Redmond turns to Linux AGAIN for Azure data science primer

CentOS-powered big data playground aims to rescue devs from dependency hell

Microsoft has taken a data science bundle it crafted last November and put it onto an Azure-hosted Linux VM.

The combo, announced at Microsoft's Cortana blog, takes CentOS 7.2, runs it up as an Azure virtual machine image, and packages it with a slew of data science tools.

Microsoft had already run up a Windows Server 2012-based offering, which it announced in November 2015.

If nothing else, a “turn it on and use it” Linux data science bundle will save experimenters from having to pray they don't drop into “dependency” hell to put together a list of tools that includes R Open with the math kernel library, Python 2.7 and 3.5 (the Anaconda distribution), the Azure CLI and Storage Explorer, and PostgreSQL.

The machine learning suite includes Azure ML, Redmond's Github-posted Computational Network Toolkit, Vowpal Wabbit (with hashing, allreduce, reductions, learning2search, active, and interactive learning), the XGBoost boosted tree implementation, and the Rattle R GUI tool.

Gopi Kumar, senior program manager for Microsoft's Data Group, says in this post that users should be able to get things up and running in 15 minutes, so “you can standup your own data science VM within your subscription and you’ll be ready to jump right into data exploration and modelling immediately”.

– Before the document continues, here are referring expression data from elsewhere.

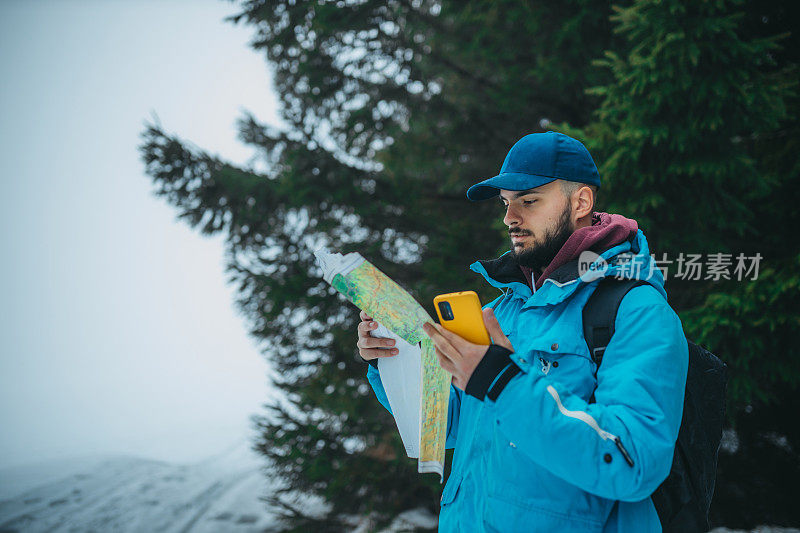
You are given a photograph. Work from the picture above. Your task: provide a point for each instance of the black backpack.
(683, 499)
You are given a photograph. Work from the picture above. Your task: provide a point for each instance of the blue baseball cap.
(537, 159)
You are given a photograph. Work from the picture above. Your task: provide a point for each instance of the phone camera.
(446, 310)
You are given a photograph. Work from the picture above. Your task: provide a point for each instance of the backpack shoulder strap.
(600, 312)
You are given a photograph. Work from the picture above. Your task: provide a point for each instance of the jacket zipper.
(589, 419)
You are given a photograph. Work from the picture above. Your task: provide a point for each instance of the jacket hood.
(629, 259)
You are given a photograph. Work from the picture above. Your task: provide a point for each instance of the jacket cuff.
(495, 361)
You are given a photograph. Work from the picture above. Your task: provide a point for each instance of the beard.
(541, 254)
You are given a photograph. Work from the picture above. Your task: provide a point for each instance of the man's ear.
(582, 202)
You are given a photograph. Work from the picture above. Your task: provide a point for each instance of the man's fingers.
(494, 329)
(444, 362)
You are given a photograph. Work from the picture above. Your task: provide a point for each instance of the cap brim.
(511, 181)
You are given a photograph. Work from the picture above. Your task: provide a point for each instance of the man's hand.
(459, 356)
(371, 347)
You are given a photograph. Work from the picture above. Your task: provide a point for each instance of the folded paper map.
(390, 305)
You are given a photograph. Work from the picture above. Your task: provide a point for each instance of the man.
(544, 440)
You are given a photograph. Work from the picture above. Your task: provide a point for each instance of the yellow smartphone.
(460, 312)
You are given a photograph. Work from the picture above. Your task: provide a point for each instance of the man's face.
(539, 223)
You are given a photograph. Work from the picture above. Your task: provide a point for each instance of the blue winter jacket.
(542, 457)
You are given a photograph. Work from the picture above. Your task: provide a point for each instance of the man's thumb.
(493, 327)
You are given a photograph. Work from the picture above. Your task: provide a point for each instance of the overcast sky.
(118, 331)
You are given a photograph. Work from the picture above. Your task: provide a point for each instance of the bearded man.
(544, 439)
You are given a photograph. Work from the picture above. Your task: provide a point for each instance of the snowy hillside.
(131, 495)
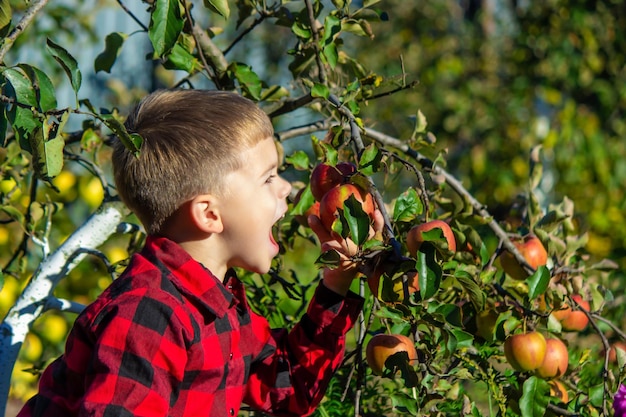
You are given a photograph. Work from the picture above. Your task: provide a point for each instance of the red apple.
(531, 248)
(414, 237)
(381, 346)
(525, 351)
(556, 360)
(335, 199)
(314, 209)
(324, 177)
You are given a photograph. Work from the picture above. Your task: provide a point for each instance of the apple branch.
(315, 27)
(355, 136)
(28, 17)
(37, 296)
(457, 186)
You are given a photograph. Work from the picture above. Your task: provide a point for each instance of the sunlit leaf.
(407, 206)
(429, 270)
(166, 24)
(112, 47)
(534, 398)
(538, 282)
(218, 6)
(67, 62)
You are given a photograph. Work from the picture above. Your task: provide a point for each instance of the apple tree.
(460, 285)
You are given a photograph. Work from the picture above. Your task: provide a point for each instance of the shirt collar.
(190, 277)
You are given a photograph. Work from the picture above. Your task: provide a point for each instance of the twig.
(28, 17)
(316, 41)
(132, 15)
(457, 187)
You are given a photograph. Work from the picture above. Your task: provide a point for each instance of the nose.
(285, 188)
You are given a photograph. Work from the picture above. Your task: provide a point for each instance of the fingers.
(378, 225)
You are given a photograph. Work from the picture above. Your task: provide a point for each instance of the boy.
(174, 335)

The developer tool list is also fairly long: “Azure SDK in Java, Python, Node.js, Ruby, PHP; Eclipse IDE with Azure Toolkit plugin; code editors like vim, gedit and Emacs (with ESS, auctex add-ons); SQL Server drivers and command line tools like bcp (Bulk Copy), sqlcmd (text based SQL Server query utility); SQuirreL SQL graphical client to access various databases”.

The VM doesn't have a separate fee – users just pay for compute usage based on its size. Prices run from US$0.018 (1.8 cents) per hour to run it on a single core, up to $8.69 for a 32-core Xeon E5v3-based host.

All files are saved if the VM is turned off, and there are extra services available in Azure and in the Cortana Intelligence Suite, he writes. ®